Chan is a saving grace. He is such a joy to watch, whether embroiled in a well choreographed fight scene (Chan directed all of the fights), in the middle some difficult stunt (Chan, in his sixties now, still does his own), or lightening the mood with an endless supply of goofy facial expressions. This is Chan’s movie, and as I heard a fellow critic say after the screening, it’s easy to forget how great he is as a performer.
There’s more about Dragon Blade that is subpar. The CGI effects—this a big battle production, a bastard cousin to Braveheart but with a sour twist of 300 appeal—have an unfortunate screen saver quality. This movie has so many extras, such a large-scale feel,that it makes it hard to mesh with the close-ups of its stars and the intimate camerawork of the smaller scale fight sequences.
Remarkably, what doesn’t work in Dragon Blade is (almost) drowned out by what does. There is a childlike energy that makes this a perfect movie for, well, children. Twelve-year-olds should be the target audience for something this sweetly stupid, grand, and violent. It teaches without confronting. Make no mistake Dragon Blade is a violent film, and I’m giddy over it. Eyes get gouged out. Children plunge to their death. It is rated R. So why would I suggest it for kids? Because of the ridiculously cheesy, but smart life lessons being taught with the sweeping simplicity of a middle-school textbook. This is the kind of period piece for someone who thinks Lincoln too talky. The real lessons here are about friendship, racial harmony, teamwork, and violence only as a horrid last resort.
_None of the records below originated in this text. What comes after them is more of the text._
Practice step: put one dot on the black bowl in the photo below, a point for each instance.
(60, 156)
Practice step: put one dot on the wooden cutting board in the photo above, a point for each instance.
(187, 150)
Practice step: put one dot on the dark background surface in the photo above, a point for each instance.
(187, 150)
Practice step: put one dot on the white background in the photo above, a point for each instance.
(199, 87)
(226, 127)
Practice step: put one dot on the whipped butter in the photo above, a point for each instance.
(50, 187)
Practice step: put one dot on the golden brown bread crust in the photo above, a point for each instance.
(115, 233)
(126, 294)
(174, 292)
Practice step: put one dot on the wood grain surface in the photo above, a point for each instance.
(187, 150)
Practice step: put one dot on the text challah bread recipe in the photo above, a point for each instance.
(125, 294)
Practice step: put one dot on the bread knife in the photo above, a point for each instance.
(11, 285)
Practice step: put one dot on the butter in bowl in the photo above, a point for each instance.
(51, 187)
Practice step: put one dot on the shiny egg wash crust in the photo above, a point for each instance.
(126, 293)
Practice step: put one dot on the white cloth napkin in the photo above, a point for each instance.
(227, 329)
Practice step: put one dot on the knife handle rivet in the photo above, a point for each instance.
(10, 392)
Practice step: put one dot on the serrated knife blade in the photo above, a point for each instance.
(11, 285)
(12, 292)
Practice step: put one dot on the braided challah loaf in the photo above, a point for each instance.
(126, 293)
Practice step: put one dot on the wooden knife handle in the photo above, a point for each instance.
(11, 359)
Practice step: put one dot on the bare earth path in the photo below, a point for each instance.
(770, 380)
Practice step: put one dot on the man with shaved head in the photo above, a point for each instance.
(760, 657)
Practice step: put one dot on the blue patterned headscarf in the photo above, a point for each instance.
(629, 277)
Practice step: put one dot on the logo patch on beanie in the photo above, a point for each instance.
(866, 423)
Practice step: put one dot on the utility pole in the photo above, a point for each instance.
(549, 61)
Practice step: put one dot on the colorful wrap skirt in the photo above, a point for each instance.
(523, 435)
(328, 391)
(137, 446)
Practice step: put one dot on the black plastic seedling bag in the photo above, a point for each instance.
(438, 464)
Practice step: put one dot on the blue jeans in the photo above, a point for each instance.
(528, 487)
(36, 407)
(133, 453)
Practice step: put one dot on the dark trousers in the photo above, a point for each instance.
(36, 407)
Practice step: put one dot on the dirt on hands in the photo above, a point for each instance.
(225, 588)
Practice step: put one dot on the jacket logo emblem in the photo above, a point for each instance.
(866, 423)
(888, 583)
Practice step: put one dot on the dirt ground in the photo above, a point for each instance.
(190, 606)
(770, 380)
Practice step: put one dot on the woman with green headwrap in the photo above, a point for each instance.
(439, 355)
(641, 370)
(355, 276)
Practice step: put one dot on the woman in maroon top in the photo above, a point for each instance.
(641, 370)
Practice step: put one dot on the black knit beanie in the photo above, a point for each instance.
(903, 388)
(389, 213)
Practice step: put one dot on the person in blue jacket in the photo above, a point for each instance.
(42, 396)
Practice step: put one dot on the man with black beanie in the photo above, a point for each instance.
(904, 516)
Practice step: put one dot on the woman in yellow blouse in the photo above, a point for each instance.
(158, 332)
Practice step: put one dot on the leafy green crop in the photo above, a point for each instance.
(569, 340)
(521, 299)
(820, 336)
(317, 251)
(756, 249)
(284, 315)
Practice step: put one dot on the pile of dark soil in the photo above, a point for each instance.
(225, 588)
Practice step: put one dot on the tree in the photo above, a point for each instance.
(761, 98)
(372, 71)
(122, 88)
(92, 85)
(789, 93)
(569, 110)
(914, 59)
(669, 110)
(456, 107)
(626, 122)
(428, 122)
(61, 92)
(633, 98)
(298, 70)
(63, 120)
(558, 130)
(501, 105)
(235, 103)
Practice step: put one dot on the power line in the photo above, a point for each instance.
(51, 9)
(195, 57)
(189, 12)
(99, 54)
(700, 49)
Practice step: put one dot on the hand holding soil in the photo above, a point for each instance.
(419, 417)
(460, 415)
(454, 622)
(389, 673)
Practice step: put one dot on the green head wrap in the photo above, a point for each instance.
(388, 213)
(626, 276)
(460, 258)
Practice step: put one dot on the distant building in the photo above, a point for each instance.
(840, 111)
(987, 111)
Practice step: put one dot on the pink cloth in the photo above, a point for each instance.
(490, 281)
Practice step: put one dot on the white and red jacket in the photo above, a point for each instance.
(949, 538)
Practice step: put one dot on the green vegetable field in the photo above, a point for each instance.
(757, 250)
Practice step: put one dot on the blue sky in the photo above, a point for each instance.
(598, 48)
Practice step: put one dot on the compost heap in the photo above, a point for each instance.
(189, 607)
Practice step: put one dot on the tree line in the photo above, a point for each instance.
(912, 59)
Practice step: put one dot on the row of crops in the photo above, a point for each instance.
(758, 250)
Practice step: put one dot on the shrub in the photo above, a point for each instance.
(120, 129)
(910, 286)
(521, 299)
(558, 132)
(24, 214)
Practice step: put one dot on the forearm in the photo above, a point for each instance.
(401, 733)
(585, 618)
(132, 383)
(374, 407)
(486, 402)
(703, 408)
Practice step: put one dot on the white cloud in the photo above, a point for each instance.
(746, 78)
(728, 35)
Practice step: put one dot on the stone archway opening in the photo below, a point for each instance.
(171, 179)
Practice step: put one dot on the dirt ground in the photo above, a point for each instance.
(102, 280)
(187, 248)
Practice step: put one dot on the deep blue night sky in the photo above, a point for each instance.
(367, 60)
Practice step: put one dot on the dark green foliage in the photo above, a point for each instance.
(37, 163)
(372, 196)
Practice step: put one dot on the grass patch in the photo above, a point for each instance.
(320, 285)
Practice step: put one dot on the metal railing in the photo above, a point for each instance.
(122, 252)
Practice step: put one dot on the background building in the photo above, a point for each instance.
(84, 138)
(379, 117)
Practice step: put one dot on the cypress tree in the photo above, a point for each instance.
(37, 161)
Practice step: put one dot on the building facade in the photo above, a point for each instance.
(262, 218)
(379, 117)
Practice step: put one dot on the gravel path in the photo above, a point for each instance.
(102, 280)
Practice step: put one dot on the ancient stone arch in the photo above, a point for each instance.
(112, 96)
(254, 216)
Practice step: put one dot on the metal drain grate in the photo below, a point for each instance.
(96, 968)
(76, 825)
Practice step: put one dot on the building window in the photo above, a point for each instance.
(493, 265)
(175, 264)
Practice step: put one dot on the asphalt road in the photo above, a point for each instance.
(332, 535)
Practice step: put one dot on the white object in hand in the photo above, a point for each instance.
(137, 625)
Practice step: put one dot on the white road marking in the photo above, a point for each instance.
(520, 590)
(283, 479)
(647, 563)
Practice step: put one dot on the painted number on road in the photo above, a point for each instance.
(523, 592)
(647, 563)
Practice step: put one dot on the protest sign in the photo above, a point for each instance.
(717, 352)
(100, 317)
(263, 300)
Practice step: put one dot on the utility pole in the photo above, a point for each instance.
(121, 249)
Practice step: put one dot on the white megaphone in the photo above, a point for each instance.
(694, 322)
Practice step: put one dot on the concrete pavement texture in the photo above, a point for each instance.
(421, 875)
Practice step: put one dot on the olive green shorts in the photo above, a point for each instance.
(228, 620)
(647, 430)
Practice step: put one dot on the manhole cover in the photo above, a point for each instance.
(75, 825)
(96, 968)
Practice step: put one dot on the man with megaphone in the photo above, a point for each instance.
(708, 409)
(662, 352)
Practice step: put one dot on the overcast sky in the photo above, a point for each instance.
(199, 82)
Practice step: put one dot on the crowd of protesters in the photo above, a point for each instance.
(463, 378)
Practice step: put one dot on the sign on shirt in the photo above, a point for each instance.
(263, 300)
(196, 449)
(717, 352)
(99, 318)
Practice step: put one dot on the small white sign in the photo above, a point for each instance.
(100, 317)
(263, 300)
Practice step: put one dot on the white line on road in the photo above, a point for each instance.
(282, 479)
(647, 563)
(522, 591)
Kids will smile, and be engrossed, but will have to hide their face every now and then. Luckily, adults will smile, too, and will only hide their face whenever the “budget” in this big budget venture exposes itself. My adult self had fun, and my inner child had fun, too. Then again, I spent most of my young years watching Scream on loop, and I’m not the buffest history buff.